Das Landessozialgericht Baden-Württemberg hat entschieden, dass ein Ingenieur, der rund 15 Jahre in einem Großraumbüro arbeitete und an Tinnitus und einer leichten Hörminderung im Hochtonbereich an beiden Ohren erkrankt, diese Schäden nicht als Berufskrankheit anerkannt bekommen kann. Werden bei Messungen in dem Büro lediglich Lärmbelastungen zwischen 50 und 65 Dezibel gemessen, so reicht es dafür nicht aus. Der Lärm sei einfach zu gering (erst ab 85 dB als Dauerschallpegel an einem Acht-Stunden-Tag über Jahre hinweg gelte als gehörschädigend) und er gehöre zu den „3 bis 4 Millionen Menschen in Deutschland“, die unter Ohrgeräuschen leiden – aus unterschiedlichsten Ursachen. (LSG Baden-Württemberg, L 6 U 4089/15)

Hartz IV: Wenn 30 bis 60 Bewerbungen im Halbjahr als unzumutbar erscheinen, geht’s ums Prinzip

Wird ein seit sieben Jahren Arbeitslosengeld II beziehender Mann aufgefordert, mit dem Jobcenter eine „Eingliederungsvereinbarung“ zu treffen, so darf das Center einen „Eingliederungsverwaltungsakt“ ohne seine unmittelbare Beteiligung erlassen. Darin war im zu entscheidenden Fall vorgegeben worden, dass der Arbeitslose innerhalb eines halben Jahres 30 Bewerbungen per Brief beziehungsweise 60 Bewerbungen per E-Mail nachzuweisen habe, andernfalls müsse er mit einer Kürzung seiner Bezüge um 30 Prozent rechnen. Der Arbeitslose klagte dagegen – aber auch mit der Begründung, dass die ihm vorgegebene „Vereinbarung“ etwas länger als sechs Monate gelten sollte. Vor Gericht kam er mit beiden Argumenten nicht durch: Die angedrohte Kürzung sei rechtens, weil sonst kaum sichergestellt werden könne, dass Bewerbungsanstrengungen unternommen werden. Und die Überschreitung der Sechs-Monats-Geltung der Regelung sei hinnehmbar, weil es für beide Seiten verwaltungstechnisch nur schwer möglich sei, kalendermonatsübergreifend „sechs Monate“ zu benennen. (LSG Nordrhein-Westfalen, L 7 AS 1305/14)

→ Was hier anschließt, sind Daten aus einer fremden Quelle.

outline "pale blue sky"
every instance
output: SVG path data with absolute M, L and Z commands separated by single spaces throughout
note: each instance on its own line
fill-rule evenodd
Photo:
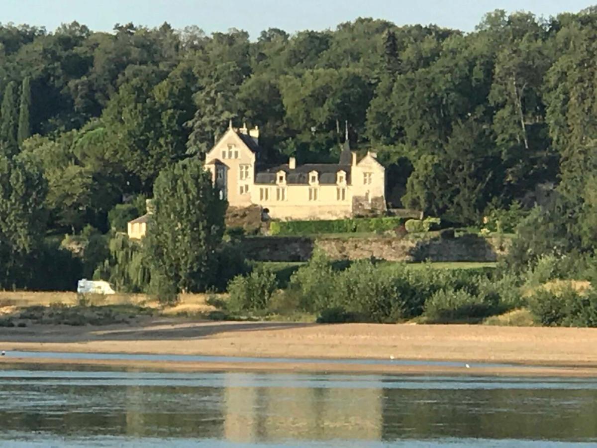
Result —
M 321 30 L 359 16 L 471 31 L 485 13 L 496 9 L 549 17 L 577 12 L 593 2 L 597 0 L 0 0 L 0 22 L 53 30 L 61 23 L 77 20 L 107 31 L 116 23 L 153 27 L 167 22 L 174 28 L 196 25 L 208 33 L 236 27 L 254 39 L 270 27 L 290 33 Z

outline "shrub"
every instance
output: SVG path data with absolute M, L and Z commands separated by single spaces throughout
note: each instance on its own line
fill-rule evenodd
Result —
M 423 221 L 420 219 L 409 219 L 404 223 L 404 227 L 409 234 L 416 234 L 423 231 Z
M 341 306 L 327 308 L 317 318 L 318 324 L 344 324 L 356 321 L 354 314 L 348 312 Z
M 354 232 L 383 232 L 393 230 L 403 218 L 390 216 L 313 221 L 273 222 L 270 223 L 271 235 L 300 235 L 319 234 L 345 234 Z
M 580 293 L 571 287 L 541 288 L 528 301 L 537 321 L 544 326 L 597 327 L 597 293 Z
M 288 293 L 296 297 L 298 306 L 305 311 L 317 311 L 330 306 L 334 289 L 332 263 L 322 252 L 316 250 L 309 263 L 290 277 Z
M 476 296 L 464 289 L 442 289 L 425 302 L 424 315 L 432 321 L 450 322 L 495 314 L 496 297 Z
M 238 275 L 230 281 L 228 308 L 236 312 L 266 309 L 277 287 L 275 274 L 257 266 L 248 275 Z

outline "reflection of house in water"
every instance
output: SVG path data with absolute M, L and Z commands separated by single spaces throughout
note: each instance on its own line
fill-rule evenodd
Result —
M 227 376 L 222 409 L 227 440 L 380 440 L 380 388 L 301 386 L 306 377 L 290 375 L 284 380 L 288 387 L 257 387 L 252 385 L 256 376 Z

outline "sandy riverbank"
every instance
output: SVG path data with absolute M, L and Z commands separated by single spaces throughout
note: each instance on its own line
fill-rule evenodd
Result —
M 194 322 L 147 318 L 137 326 L 34 326 L 0 329 L 0 349 L 150 353 L 219 356 L 388 359 L 461 361 L 461 367 L 309 363 L 168 363 L 174 370 L 268 370 L 403 373 L 574 375 L 597 376 L 597 329 L 467 325 L 377 325 Z M 30 363 L 6 357 L 2 363 Z M 35 362 L 56 363 L 39 359 Z M 464 363 L 521 364 L 528 367 L 479 367 Z M 70 360 L 139 368 L 163 368 L 155 361 Z M 162 365 L 161 365 L 162 364 Z M 547 369 L 541 366 L 553 366 Z M 465 370 L 466 369 L 466 370 Z M 524 370 L 524 372 L 521 372 Z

Hartz IV: Wer das Jobcenter um 8 350 Euro beschummelt, muss den Gürtel arg enger schnallen

Das Bundessozialgericht hat einen Bezieher von Arbeitslosengeld II, der das Jobcenter über einen längeren Zeitraum nicht darüber informiert hatte, dass er anrechenbare Einkünfte bezogen hat, mit seiner Klage abgewiesen, dass ihm nach Aufdeckung der Tat die Bezüge für bis zu drei Jahre (sollte er so lange arbeitslos bleiben) um 30 Prozent gekürzt wurden. Der Mann wehrte sich gegen die Kürzung mit dem Argument, dann unter dem gesetzlich vorgesehenen „menschenwürdigen Existenzminimum“ leben zu müssen. Das Grundgesetz gehe beim Existenzminimum nicht von einem Arbeitslosen aus, der den Steuerzahler betrüge. Mögliche Ergänzungen der Leistungen während des langen Zeitraums seien durchaus möglich, „um verfassungsrechtlich nicht hinnehmbaren Härten im Einzelfall zu begegnen“. (BSG, B 14 AS 20/15 R)

Rentenversicherung: Wirbelsäulenschäden rechtfertigen Anspruch auf höhenverstellbaren Tisch

Plagen einen gesetzlich Rentenversicherten „degenerative Veränderungen aller Wirbelsäulenabschnitte“, so kann er verlangen, dass er von der gesetzlichen Rentenversicherung einen „täglich mehrfach höhenverstellbaren Tisch“ finanziert bekommt, der ein wechselndes Arbeiten im Sitzen und Stehen ermöglicht. Damit kann seine Erwerbsfähigkeit weitgehend erhalten werden. (LSG Rheinland-Pfalz, L 6 R 504/14)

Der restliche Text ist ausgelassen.